The decision is made automatically, but it isn't a black box. The results page shows you a timeline strip with each segment colored by which layout was picked. Scrub through it, see exactly what was chosen where. If something feels off, you can see why before you ever export.
We export caption files (SRT, VTT) alongside the rendered MP4. If you cut in Premiere, DaVinci Resolve, or Final Cut, you can pull just the subtitles into your existing project — no need to re-render the whole video on our side.
AI Dubbing
The shortest section, because the feature is simple on the surface — but the one I think is most underrated.
You upload a video. We translate the spoken content into the target language, generate a dubbed audio track in a voice that matches your speaker, and align the new audio against the original video. By default, the new track preserves the qualities of the original voice across the new language, so the dubbed version sounds like them, not like a generic narrator. You can also pick from a set of stock voices if you'd rather.

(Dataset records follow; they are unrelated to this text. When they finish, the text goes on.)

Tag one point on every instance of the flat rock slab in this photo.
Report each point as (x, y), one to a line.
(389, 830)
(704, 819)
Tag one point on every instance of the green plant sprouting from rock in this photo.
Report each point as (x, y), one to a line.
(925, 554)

Right now we ship ten target languages: English, Chinese, Japanese, Korean, Spanish, French, German, Italian, Portuguese, Russian. We picked these based on where short-form distribution is actually growing — not just where the audience exists, but where creators are publishing in those languages and getting view counts. We'll add more as we're confident the voice quality holds up.

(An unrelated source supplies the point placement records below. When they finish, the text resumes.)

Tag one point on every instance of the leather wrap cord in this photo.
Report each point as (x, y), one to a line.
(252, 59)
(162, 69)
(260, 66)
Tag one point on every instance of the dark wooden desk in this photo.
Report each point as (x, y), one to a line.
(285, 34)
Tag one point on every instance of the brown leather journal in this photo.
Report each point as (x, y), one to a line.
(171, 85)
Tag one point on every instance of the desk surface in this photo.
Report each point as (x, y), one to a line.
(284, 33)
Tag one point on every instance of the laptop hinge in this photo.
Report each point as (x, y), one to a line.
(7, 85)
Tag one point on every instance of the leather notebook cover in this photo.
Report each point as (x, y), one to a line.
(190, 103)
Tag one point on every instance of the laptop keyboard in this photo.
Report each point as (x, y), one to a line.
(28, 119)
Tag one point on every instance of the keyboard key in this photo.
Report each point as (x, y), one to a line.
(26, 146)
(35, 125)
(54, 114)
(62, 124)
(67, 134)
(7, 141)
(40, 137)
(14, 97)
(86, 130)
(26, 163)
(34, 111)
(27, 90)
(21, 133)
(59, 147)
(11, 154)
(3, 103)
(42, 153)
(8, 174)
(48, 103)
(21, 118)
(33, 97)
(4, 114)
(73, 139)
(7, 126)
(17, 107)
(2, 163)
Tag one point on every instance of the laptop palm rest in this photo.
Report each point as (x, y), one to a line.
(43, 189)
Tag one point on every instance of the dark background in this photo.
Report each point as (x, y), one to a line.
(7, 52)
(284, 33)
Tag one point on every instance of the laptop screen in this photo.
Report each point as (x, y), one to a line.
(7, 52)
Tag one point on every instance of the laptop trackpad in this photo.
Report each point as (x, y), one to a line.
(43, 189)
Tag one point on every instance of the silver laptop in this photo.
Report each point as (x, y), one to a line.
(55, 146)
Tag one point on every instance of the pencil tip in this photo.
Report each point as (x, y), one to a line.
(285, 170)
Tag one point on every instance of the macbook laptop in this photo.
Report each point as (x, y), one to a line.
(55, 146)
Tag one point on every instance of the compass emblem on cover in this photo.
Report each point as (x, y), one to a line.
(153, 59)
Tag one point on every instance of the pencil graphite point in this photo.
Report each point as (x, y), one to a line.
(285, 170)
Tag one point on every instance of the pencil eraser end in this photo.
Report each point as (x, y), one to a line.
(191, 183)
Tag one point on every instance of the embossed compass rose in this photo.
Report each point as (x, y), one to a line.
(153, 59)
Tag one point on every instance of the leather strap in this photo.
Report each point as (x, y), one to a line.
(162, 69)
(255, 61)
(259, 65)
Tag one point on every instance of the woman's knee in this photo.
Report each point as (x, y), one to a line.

Who this is for: anyone who's already getting views in one language and wants to test whether the same content works in another. The cost of trying — both in time and in money — used to be high enough that most independent creators never bothered. With this, the answer to "would my podcast pop in Spanish?" is one upload away.
What's Still Rough
In the spirit of every previous post on this blog, here's what isn't great yet:
- Viral Clips works best on conversational content — podcasts, interviews, talk-style videos. Pure tutorials with screen recording or heavy graphics get less out of the ranking, because the model is reading the spoken content, not the visuals. We're working on this.
- Reframe hasn't been stress-tested on every kind of footage. Stage talks with crowd cutaways, gaming clips with face-cam in the corner, reaction videos with picture-in-picture — we don't yet have enough real-world data on how the layout decisions hold up. If yours is one of these and the result feels off, send it to us.
- Dubbing covers ten languages, not fifty. We chose accurate over broad. We'll keep adding languages, but only when we're confident the voice quality holds up.
- Long videos take real time. A two-hour podcast is going to take longer than a two-minute clip. There's a real video being analyzed, segmented, and rendered. We've optimized where we can; we'll keep optimizing.
Try Them
All three are live in the dashboard. Viral Clips and Reframe are included on every paid plan — no per-feature add-on. Dubbing comes with ten free minutes when you sign up, so you can test it on a real video before deciding.
If you've been using CaptionBolt for captions only, the rest of the workflow is now sitting in the same tool, on the same plan. From raw footage to a publishable short — that's what we're trying to make easier.
Captions are still the front door. They're not the whole house anymore.